Today we talked about vectors. Key points were:
I used strings as an analogy to explain the general idea:
a string is essentially a list of characters,
and a vector<VAR> is essentially a list of variables of type VAR.
For example, in this class we will frequently use vector<int>, vector<double>, and vector<string>.
To use vectors efficiently, it's fine to modify any value in the list
(using myVector[ 3 ] to access the element in slot 3 and so on).
It's also fine to add or remove elements from the END of the list.
But inserting or deleting elements from the beginning or middle ends up costing a lot of runtime.
The most important functions for working with vectors are:
Constructors: These are the various ways of initializing a vector.
We can start our vectors out empty,
or with a specified size,
or with a specified size AND all elements initially set to a certain value.
size: Returns the number of elements currently in the list.
: We can access elements of the list using e.g. myVector[k],
where the index k runs from 0 through myVector.size()-1.
push_back: Use this to add one element to the end of the list.
pop_back: Use this to remove the last element from the list.
We wrote the code example vectors.cpp,
which shows examples of all of the functionality above.
We built several basic functions to practice iterating through vectors.

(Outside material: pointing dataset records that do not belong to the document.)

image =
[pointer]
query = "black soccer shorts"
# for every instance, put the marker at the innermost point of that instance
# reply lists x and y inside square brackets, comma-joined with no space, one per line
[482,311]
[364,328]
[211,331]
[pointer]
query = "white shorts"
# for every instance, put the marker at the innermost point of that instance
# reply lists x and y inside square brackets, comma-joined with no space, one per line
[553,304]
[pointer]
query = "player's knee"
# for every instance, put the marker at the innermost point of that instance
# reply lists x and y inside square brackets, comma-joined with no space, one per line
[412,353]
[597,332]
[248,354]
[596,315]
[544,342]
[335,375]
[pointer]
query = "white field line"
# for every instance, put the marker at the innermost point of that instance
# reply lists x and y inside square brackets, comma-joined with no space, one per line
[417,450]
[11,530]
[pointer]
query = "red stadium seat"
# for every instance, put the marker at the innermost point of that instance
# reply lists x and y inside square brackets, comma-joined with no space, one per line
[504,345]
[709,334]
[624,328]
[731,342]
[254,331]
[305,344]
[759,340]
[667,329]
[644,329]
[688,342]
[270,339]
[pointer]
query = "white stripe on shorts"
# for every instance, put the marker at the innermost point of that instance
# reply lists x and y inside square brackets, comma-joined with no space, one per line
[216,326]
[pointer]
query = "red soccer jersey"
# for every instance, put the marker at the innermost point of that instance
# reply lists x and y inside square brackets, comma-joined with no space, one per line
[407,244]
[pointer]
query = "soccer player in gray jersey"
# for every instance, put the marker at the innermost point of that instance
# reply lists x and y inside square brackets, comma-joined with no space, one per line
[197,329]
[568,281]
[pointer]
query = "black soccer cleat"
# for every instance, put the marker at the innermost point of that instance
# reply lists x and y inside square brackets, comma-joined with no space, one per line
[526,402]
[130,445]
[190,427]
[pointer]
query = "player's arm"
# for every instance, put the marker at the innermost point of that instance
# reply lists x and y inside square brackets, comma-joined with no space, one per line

Here are some Google searches you could try if you're having trouble with today's material.
I'm deliberately trying to choose search terms that you could have thought of yourself!
c++ std::vector This would help you find
which is a pretty complete resource on vector functions.
In the "Member Functions" section there're links to examples using each of the functions I listed above,
so this would be a good site to check if you're having trouble getting the syntax right.
Of course, there are lots of functions on the list that you won't be responsible for this quarter!